Lo que estamos viendo en la Sala Superior es un choque entre dos visiones: la de quienes buscan ampliar derechos mediante interpretaciones flexibles de la Constitución, y la de quienes insisten en aplicar con rigor la letra de la norma. Ambas posturas tienen sustento jurídico, pero sin un criterio rector, lo único que se genera es incertidumbre. En este punto, la pregunta es inevitable: ¿puede el máximo tribunal electoral darse el lujo de enviar mensajes contradictorios cuando está en juego la credibilidad de todo el sistema democrático?
Además, no olvidemos un dato clave: estos siete magistrados serán los encargados de calificar la elección de 2027, donde se renovará buena parte del mapa político nacional.

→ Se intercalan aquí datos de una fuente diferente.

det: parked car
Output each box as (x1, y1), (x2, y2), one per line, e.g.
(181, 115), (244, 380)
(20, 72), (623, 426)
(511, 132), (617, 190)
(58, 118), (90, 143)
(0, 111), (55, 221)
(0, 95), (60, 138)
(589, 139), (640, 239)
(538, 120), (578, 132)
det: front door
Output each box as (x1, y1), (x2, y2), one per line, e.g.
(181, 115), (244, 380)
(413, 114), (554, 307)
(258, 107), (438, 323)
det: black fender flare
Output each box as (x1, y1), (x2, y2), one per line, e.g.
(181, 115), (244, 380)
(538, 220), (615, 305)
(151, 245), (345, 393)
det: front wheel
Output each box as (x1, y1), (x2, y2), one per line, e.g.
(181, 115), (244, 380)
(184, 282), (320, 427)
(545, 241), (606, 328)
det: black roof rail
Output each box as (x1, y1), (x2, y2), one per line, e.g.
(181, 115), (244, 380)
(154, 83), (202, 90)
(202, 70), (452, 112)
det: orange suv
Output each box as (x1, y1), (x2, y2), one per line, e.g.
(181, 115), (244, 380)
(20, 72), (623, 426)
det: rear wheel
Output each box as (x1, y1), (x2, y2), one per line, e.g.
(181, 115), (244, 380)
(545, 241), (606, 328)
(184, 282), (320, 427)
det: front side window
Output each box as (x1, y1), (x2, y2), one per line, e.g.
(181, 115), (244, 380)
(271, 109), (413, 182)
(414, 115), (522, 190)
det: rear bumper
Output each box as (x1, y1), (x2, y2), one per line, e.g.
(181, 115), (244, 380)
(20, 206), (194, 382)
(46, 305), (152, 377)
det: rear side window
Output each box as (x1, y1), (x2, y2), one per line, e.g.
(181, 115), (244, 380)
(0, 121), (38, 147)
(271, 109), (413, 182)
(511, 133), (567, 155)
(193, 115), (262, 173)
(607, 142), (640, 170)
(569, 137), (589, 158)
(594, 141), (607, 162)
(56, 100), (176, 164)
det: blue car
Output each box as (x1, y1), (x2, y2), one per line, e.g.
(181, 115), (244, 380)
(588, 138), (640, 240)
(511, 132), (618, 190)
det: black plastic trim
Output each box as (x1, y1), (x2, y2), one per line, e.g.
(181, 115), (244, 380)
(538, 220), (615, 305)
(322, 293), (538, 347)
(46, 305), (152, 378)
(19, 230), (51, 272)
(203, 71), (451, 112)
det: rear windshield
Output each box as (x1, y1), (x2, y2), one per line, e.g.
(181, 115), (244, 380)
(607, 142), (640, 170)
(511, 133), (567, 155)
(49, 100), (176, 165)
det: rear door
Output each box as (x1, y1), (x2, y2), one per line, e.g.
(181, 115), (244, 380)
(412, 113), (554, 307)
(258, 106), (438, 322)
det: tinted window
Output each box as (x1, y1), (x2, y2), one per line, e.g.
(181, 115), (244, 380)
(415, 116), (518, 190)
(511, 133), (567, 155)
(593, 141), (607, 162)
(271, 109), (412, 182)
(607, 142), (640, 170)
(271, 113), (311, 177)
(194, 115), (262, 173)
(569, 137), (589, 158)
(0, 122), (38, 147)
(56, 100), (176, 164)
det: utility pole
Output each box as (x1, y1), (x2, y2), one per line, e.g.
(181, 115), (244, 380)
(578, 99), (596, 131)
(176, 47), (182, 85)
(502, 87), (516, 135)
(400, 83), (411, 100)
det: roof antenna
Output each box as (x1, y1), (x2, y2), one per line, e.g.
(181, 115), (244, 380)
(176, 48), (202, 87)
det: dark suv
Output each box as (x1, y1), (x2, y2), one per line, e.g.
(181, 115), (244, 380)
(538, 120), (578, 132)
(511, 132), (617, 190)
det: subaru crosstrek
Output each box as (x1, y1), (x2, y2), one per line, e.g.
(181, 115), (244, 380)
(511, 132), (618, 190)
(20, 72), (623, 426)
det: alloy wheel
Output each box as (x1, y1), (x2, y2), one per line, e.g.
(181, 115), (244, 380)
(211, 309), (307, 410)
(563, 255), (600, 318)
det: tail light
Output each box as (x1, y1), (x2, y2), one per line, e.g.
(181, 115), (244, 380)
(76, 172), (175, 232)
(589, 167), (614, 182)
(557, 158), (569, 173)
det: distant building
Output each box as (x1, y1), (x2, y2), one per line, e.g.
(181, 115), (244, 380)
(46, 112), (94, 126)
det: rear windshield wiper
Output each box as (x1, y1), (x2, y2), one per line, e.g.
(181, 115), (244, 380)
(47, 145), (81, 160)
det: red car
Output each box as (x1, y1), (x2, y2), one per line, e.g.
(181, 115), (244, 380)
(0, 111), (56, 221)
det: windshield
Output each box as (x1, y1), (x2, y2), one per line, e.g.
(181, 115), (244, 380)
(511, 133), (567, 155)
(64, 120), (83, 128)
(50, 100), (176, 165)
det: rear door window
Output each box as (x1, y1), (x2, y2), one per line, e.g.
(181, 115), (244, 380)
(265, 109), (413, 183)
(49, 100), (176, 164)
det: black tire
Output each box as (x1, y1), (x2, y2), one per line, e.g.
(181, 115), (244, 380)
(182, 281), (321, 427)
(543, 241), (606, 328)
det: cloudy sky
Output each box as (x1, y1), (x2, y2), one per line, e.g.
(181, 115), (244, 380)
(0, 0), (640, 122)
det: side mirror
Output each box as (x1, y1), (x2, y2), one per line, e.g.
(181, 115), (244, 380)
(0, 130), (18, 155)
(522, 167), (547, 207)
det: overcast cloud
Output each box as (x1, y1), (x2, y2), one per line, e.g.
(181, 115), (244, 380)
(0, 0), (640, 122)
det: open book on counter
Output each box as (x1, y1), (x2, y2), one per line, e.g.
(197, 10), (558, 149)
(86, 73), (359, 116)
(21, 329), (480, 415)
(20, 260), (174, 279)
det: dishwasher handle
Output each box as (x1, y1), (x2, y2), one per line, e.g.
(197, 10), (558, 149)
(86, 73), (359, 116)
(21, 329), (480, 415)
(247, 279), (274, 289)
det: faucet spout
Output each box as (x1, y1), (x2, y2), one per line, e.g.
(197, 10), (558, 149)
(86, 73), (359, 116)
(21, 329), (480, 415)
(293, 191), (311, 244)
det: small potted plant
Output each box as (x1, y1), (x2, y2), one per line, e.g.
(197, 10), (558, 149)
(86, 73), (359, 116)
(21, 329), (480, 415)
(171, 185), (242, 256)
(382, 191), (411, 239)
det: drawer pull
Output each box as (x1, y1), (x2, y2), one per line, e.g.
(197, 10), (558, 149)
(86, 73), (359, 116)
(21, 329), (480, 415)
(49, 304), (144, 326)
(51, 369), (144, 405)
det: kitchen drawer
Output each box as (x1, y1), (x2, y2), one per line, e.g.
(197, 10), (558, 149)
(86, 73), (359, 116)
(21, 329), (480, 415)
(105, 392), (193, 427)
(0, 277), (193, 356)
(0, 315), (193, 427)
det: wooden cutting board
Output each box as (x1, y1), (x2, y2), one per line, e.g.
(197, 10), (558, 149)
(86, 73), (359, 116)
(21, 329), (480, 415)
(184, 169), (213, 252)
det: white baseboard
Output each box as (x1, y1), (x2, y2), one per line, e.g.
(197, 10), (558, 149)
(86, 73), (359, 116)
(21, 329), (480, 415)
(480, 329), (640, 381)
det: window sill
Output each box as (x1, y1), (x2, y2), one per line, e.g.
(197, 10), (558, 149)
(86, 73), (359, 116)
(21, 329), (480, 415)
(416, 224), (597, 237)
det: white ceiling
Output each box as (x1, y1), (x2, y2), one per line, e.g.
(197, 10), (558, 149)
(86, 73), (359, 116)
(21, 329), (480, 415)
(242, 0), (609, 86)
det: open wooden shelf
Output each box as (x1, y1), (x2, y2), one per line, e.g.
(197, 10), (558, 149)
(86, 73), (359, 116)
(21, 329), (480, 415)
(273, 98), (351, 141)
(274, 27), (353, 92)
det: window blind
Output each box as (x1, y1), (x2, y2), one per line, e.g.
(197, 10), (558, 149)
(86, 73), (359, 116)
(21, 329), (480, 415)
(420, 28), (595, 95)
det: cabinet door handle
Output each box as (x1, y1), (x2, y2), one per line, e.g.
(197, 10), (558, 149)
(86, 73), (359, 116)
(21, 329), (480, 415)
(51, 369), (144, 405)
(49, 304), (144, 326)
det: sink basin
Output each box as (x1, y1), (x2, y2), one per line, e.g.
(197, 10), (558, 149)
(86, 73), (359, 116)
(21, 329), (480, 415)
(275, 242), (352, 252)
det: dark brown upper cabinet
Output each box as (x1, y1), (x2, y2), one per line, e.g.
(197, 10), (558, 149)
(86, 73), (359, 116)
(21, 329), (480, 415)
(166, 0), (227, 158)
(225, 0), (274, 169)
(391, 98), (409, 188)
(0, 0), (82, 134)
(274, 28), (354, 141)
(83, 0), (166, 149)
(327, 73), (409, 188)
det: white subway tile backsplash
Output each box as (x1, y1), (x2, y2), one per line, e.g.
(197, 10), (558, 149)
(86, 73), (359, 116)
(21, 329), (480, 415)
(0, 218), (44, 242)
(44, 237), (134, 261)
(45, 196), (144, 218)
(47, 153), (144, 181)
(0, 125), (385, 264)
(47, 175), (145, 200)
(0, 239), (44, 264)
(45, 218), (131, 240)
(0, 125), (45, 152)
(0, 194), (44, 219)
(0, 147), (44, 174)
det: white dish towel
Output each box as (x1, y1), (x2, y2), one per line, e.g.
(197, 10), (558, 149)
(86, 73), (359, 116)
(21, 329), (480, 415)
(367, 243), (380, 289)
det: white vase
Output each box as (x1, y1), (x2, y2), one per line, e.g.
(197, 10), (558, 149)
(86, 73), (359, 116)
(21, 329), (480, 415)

Y lo harán en un contexto donde la posibilidad de una reforma electoral sigue en el aire, sin avances concretos y sin certezas sobre cuáles serán las reglas del juego. Si hoy la Sala Superior muestra titubeos y contradicciones, ¿qué podemos esperar cuando esté bajo presión en el escenario más complejo de nuestra historia electoral?
Las resoluciones del 10 de septiembre deberían servir como una llamada de atención. El Tribunal Electoral necesita establecer criterios firmes, coherentes y públicos, que no dejen margen a interpretaciones discrecionales. Los legisladores, por su parte, deben cerrar las lagunas legales que hoy permiten este tipo de ambigüedades, definiendo con claridad los requisitos constitucionales de elegibilidad. Solo así se podrá garantizar que las elecciones de 2027 se desarrollen con la certeza y la legitimidad que la ciudadanía exige.
Mientras tanto, lo que tenemos es un tribunal dividido, que en cuestión de días mostró su flexibilidad extrema en un caso y su rigor inflexible en otro. En el tablero de 2027, eso no es un buen augurio. Más allá de si Zelandia Bórquez regresa a su cargo o si José Luis Ruiz Contreras queda fuera, lo que está en juego es mucho más grande: la confianza en que el árbitro electoral más importante del país se conducirá con imparcialidad y coherencia. Si no se corrige el rumbo, la elección más grande de la historia corre el riesgo de convertirse también en la más cuestionada.